Personal information
- Full name: Cameron Hunter
- Born: 30 March 1984 (age 42)
- Original team: Xavier College/Aberfeldie/Calder Cannons
- Draft: 54th overall, 2002 AFL draft
- Height: 186 cm (6 ft 1 in)
- Weight: 72 kg (159 lb)
- Position: Utility

Playing career^{1}
- Years: Club / Games (Goals)
- 2003–2004: Melbourne / 2 (0)
- ^{1} Playing statistics correct to the end of 2004.

= Cameron Hunter (footballer) =

Australian rules footballer (born 1984)

Cameron Hunter (born 30 March 1984) is a former Australian rules footballer, who briefly played for the Melbourne Football Club in the Australian Football League (AFL), and also played for Sandringham and Box Hill in the Victorian Football League (VFL). He is the son of former Carlton premiership player and All-Australian, Ken Hunter.

==Early life==
The son of Carlton star, Ken Hunter, he was educated at Xavier College and played his junior football with the Aberfeldie Football Club and also with the Calder Cannons in the TAC Cup. Hunter represented Xavier in football and athletics, once coming second in the Associated Public Schools combined sports' high jump, with a personal best of two metres.

==AFL career==

===Draft===
He was taken with 54th selection in the 2002 National Draft, by the Melbourne Football Club, despite his initial belief that he would not be selected, due to Carlton deciding not to select him with a father–son selection. He was known during his high school playing days for having the same fearlessness and aerial ability as his father, with Melbourne recruiting manager, Craig Cameron, describing him as "a really exciting talent.

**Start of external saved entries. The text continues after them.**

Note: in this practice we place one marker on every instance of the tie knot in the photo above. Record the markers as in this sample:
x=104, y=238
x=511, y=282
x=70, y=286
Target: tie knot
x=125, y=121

He can really jump up and mark it. He's got a big engine and is brave in the air". Despite disappointment at not going to his father's old club of Carlton, Hunter was still excited at being selected by Melbourne, saying "it gives me the chance to really do it my own way". Carlton decided against drafting Hunter, despite the fact that his father was Carlton's board at the time, claiming that Hunter was too skinny; ironically the same reason that his father was not selected by Richmond in the early 1980s.

===Melbourne===
Hunter began his career at a weight of 64 kg, 5 kg lighter than any other AFL listed player. However, Hunter did begin to bulk up in his first few months and he showed enough form in the VFL, playing for Melbourne's VFL-affiliate Sandringham, to be selected in Melbourne's senior side towards the end of the season, due to Melbourne's poor form. He debuted against the Western Bulldogs in round 18 of the 2003 season and, although only having two possessions, he was selected in the side the next week against Geelong, when he had two handballs, one kick and three tackles. This, however, was to be Hunter's last match at AFL level. Hunter remained on Melbourne's list for the 2004 season and, although he bulked up in the pre-season, he was still one of the lightest players in the AFL, and he failed to play a match for the season. Melbourne then delisted him at the end of the 2004 season. He played with Sandringham for the season, but was dropped from the team on the eve of their Grand Final victory.

==Post-AFL career==
After being delisted by Melbourne, his affiliation with Sandringham also came to an end and Hunter subsequently joined the Box Hill Hawks Football Club in the VFL for the 2005 season. Hunter spent three seasons at Box Hill and was awarded Box Hill's Most Courageous Player award for the 2006 season. Hunter spent the majority of 2008 overseas and finished off the season playing with the Balwyn Football Club in the Eastern Football League. In 2009, Hunter rejoined Sandringham, and played with them for the 2009 and 2010 seasons.